To maximize a plunger's function, the well should be opened up when the plunger is on well bottom. In some cases, the plunger may not actually be located on bottom when a flowline is opened. Here, the well operator may not discover that the plunger did not lift its load potential because some fluid is actually seen at the surface. The fluid carried may only reflect a portion of the liquid load potential. The act of leaving liquid downhole is inefficient because the well will remain “loaded up” and will only flow for a short time before it will need to be shut in to recover. In other cases, the plunger may be on bottom for a longer period of time than necessary. In the example above where an operator estimates a fall time of 45 minutes, a plunger could actually be on bottom in 25 minutes, causing a well to be potentially shut in for 20 minutes longer than necessary. Using the correct fall time, the well could be flowing 20 minutes longer per cycle. For example, with 20 cycles per day, an additional 20 minutes of flow time would result in about 400 minutes of flow time per well that was not being realized. In a field having multiple plunger lift wells, the potential sales realized could be significant. Therefore, it can be a useful objective for an operator and/or well controller to use various well parameters, including that of a pressure signature or slope change, to help indicate when a plunger is on bottom to optimize the time when the well may be opened up.
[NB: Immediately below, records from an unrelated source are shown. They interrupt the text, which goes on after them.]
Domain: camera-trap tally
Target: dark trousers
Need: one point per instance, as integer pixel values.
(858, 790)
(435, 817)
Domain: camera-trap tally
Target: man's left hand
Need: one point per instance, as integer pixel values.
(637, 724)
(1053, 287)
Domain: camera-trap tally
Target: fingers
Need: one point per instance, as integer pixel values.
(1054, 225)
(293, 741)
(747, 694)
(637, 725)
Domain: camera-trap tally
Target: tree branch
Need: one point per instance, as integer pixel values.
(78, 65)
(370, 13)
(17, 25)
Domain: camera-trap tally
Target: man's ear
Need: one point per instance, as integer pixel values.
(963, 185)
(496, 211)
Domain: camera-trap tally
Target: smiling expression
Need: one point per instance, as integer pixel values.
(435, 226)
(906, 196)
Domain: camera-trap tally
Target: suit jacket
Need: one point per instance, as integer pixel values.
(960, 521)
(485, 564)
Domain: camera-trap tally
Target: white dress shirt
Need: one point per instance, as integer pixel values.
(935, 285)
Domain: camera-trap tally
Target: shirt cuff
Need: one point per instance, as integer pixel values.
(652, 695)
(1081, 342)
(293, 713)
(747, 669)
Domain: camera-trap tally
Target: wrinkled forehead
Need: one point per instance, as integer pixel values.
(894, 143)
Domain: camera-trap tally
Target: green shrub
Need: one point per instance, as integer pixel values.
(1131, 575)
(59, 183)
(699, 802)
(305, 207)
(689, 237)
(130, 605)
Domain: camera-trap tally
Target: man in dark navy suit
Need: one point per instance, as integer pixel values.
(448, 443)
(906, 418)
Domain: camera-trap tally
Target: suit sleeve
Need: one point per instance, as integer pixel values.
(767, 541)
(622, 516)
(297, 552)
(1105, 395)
Typically, pressure transducers mounted to the casing and the tubing can provide data that correlate with pressure differentials that can signal a controller when a well is ready to turn on or turn off. In the industry, however, pressure data has not been used to track plunger fall time for well optimization. To detect a slope change, which indicates that a plunger has reached fluid or bottom, frequent samples may provide an accurate picture of what can be occurring downhole. For example, a device could sample as often as every second or faster to obtain downhole travel data. It is unlikely that common well controller systems that sample as often as every 4-30 minutes, can detect the details of a pressure signature or slope change. The disclosed system provides a well controller that can see and interpret pressure signature and/or slope change and allow manual and or automatic adjustments to plunger fall time.